焼き鮭を食べるなら皮も!新潟での鮭のおいしい食べ方
新潟市在住たべぷろ編集部員・秋山ツクルと申します。年の瀬が近づくと、少しずつお正月の支度をはじめます。私たち新潟人にとって、年越しに忘れてはならない食材が、鮭です。
今回は新潟と鮭の関係について考えました。鮭をテーマとしたならば、有名な村上の塩引き鮭は避けて通れません(笑)。新潟の比較的広いエリアについても視野を広げて参ります。
新潟の年越しに欠かせない鮭
鮭のお料理は無数に見つかります。定番の焼きに始まり、生鮭をムニエルにするのも一般的。汁物やお鍋へ入れるほか、新潟ではお正月の雑煮にも、いくらと一緒に使うことがあります。
今回、お土産としてセットで販売されている商品を用意したところ、有名な「塩引き鮭」と一緒に白子煮が入っていました。甘辛く煮た白子にみずみずしくほろ苦い冬菜がよく合い、日本酒で一杯やりたくなります。
村上では鮭の内臓は「なわた」、心臓を「どんびこ」、中骨を「どんがら」などと呼び、通常なら捨ててしまうこれらの部分も全部おいしく食べます。
この土地が、どれだけ鮭に尽し、鮭に救われて来たかがしのばれます。
新潟のいろんな川に遡上しています
鮭について考察する中で、小学生のころ一度だけ、鮭の稚魚を近所の川へ放流した記憶が(うっすら~と)思い出されました。もしやと思い、調べたところ、鮭が遡上する川は村上市、新潟市にとどまらず、県内全域に50か所を超えているようです。私が稚魚を放流した川にも、近年の遡上データが見つかりました。
そして、新潟の伝説を探すと必ず出てくる有名人?が「かっぱ」。有名な土地が限定的にあるわけではなく、あちこちの地域で伝承やお祭りが見つかるもので、かっぱも案外いっぱいいたんじゃ?なんて気もしてきます(笑)。

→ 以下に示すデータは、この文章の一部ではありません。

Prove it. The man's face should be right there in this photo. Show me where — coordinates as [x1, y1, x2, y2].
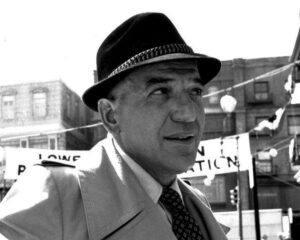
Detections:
[111, 61, 204, 184]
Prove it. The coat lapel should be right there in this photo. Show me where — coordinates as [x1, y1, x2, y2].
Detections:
[178, 179, 227, 240]
[77, 138, 175, 240]
[78, 139, 144, 240]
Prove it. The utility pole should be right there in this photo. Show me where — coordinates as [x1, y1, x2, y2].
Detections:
[252, 157, 261, 240]
[236, 136, 244, 240]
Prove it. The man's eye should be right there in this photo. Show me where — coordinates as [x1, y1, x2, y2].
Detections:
[192, 88, 203, 96]
[152, 88, 168, 95]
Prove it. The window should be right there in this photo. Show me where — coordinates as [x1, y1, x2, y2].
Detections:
[20, 139, 28, 148]
[256, 151, 272, 173]
[254, 116, 272, 136]
[254, 82, 269, 101]
[2, 95, 16, 120]
[33, 92, 47, 117]
[288, 115, 300, 135]
[48, 137, 57, 149]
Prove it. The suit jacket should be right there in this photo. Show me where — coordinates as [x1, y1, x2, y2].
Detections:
[0, 139, 227, 240]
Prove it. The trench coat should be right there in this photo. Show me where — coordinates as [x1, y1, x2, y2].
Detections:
[0, 138, 227, 240]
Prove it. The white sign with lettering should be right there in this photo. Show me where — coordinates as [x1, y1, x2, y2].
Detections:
[179, 133, 253, 186]
[4, 147, 87, 179]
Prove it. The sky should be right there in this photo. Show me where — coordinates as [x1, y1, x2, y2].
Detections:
[0, 0, 300, 95]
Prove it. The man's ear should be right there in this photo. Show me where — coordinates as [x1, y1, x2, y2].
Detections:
[98, 98, 118, 132]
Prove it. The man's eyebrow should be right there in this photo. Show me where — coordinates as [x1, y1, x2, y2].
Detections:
[146, 77, 172, 88]
[146, 77, 203, 88]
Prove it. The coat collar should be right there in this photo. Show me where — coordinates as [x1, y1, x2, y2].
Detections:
[178, 179, 230, 240]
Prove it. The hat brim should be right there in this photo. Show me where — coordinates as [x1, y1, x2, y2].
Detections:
[82, 53, 221, 112]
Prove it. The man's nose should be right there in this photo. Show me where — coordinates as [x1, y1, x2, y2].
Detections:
[171, 96, 197, 122]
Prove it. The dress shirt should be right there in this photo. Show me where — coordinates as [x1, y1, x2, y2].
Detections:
[113, 139, 182, 226]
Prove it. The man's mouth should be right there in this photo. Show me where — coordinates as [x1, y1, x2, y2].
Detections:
[164, 134, 195, 143]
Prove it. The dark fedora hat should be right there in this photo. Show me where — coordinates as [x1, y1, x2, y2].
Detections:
[82, 13, 221, 111]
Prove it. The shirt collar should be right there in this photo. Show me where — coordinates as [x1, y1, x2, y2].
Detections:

ちなみに父から聞いたのですが、私が住む地域にも昔「かっぱ祭り」があったそうです。正直大変びっくりしました。
ではひとつ、一番の有名どころを手短に。
人間にいたずらをしたことを謝ったかっぱが、許してくれたお礼に毎年1本、年越しの鮭を持って来るよ、と言ったそうです。場所は現在の阿賀野市。こちらでも古くから鮭漁が営まれています。

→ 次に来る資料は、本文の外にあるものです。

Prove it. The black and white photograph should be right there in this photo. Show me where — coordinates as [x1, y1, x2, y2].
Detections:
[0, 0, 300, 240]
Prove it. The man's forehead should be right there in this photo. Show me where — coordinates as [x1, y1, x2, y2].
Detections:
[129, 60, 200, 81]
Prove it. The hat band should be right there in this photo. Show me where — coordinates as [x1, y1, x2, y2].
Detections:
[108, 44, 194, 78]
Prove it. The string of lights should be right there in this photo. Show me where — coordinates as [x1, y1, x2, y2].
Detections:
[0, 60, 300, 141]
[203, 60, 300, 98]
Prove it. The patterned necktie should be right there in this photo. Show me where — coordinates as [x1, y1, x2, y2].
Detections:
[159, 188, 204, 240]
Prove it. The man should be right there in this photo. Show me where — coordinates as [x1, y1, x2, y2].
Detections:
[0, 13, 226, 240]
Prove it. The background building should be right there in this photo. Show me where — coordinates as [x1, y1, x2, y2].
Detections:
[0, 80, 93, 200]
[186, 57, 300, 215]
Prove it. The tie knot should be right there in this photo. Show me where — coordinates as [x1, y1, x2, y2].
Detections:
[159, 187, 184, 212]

「年末には鮭」。かっぱも意識するくらい、ありがたい品だったみたいです。
参考サイト:
鮭の遡上を確認したデータ、2013年
参考文献(かっぱの伝説について):
新潟の鮭と鉱物資源の民俗 余話 伊藤治子 著 新潟県民族学会
今や地方の一都市に甘んじていますが、ほんの明治までは、新潟には江戸、東京をしのぐほどの人が暮らしていました。

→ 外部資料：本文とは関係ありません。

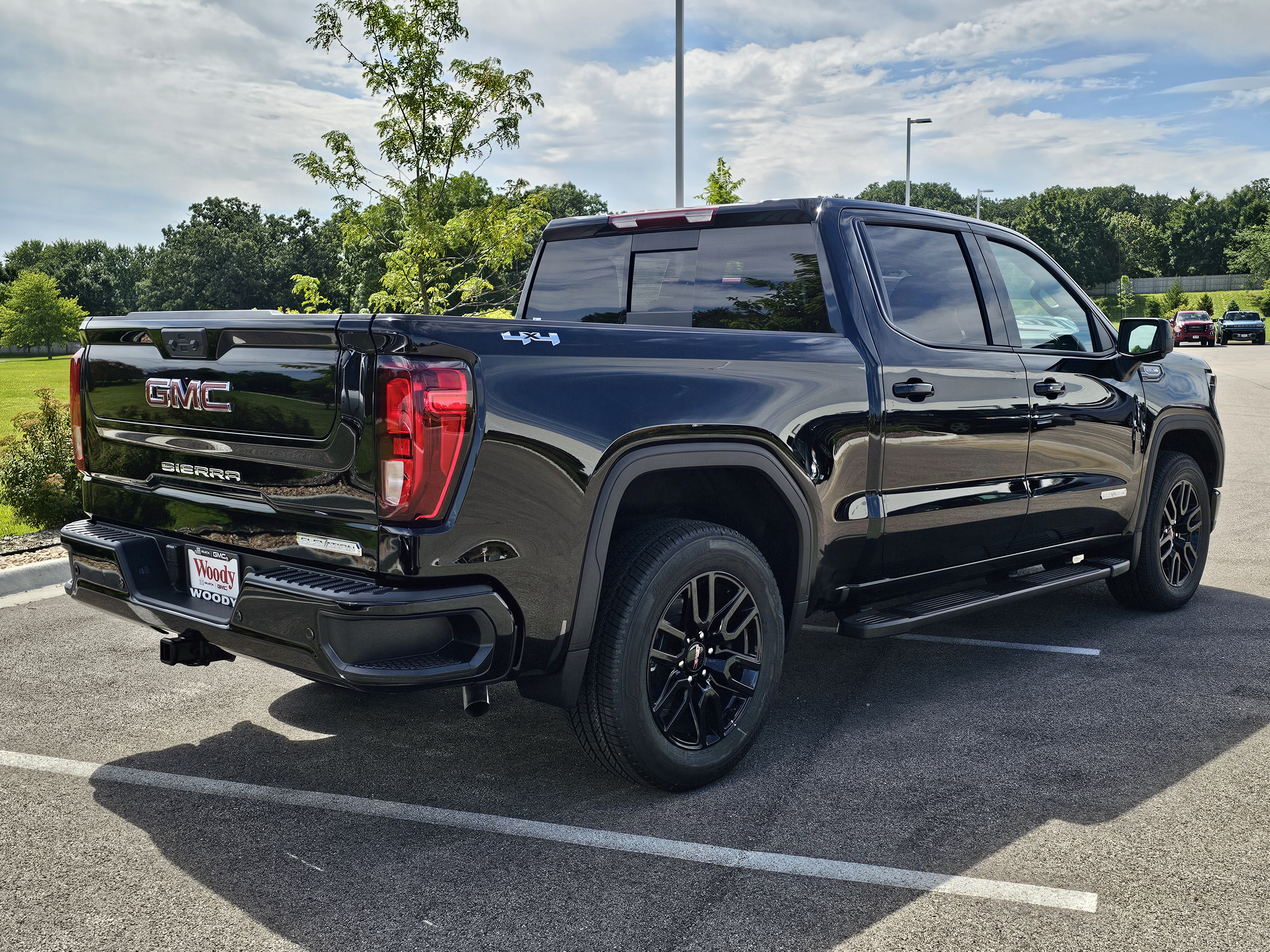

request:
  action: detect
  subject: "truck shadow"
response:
[93,586,1270,952]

村上で作った塩引きは、1000年の昔から都(京都)へ運ばれると同時に、当然通り道でもある新潟へも渡りました。
新潟の中心地に生まれ育った私の母のソウルフードもまた、「正月だけ食べられる特別な塩引き(鮭)」とのこと。この特別な鮭が村上産だったかどうか、母の両親が亡くなった今となっては確認ができないのが残念です。
年越しに何をおいても手に入れるべき食材が、鮭だったのでしょう。
焼き鮭を食べるなら皮もおいしく召し上がれ!
お魚の皮が苦手、と言う方はとても多いようですが、鮭についてはむしろ皮を食べないなんて、一番おいしいところを捨てているようなもの。焦がさないようパリッと焼いて、ぜひ皮もお召し上がりください。
保存食品なので、塩分は総じて強めです。もししょっぱかったら、食べる分を減らせば良いだけ。家族で分け合ったり、残りはお茶漬けにしてもいいし、ちょっと邪道かも知れませんが、ほぐしてチャーハンにしても絶品です。
こうしたアレンジ料理にもぜひ、皮も刻んで使ってください。香ばしさが生臭みを打ち消します。
今回は、食材が豊富ではなかった時代を意識してみました。母は「正月には、家にあるものを食べるものだ」と言います。というわけで、保存の効く塩引きと、大根、打ち豆のおみそ汁で。
鮭を焼き上げると、嗅いだことのない素晴らしい香りが。「塩引きは発酵食品」と実感できるのは、香りとハムのような肉質、熟成の特徴とも思える濃度の高いうまみを感じるところです。
今回用意したセット品の塩引きは、小ぶりの切り身が使われていました。大ぶりの塩引きのみの販売もあります。
こんなお正月も悪くありません。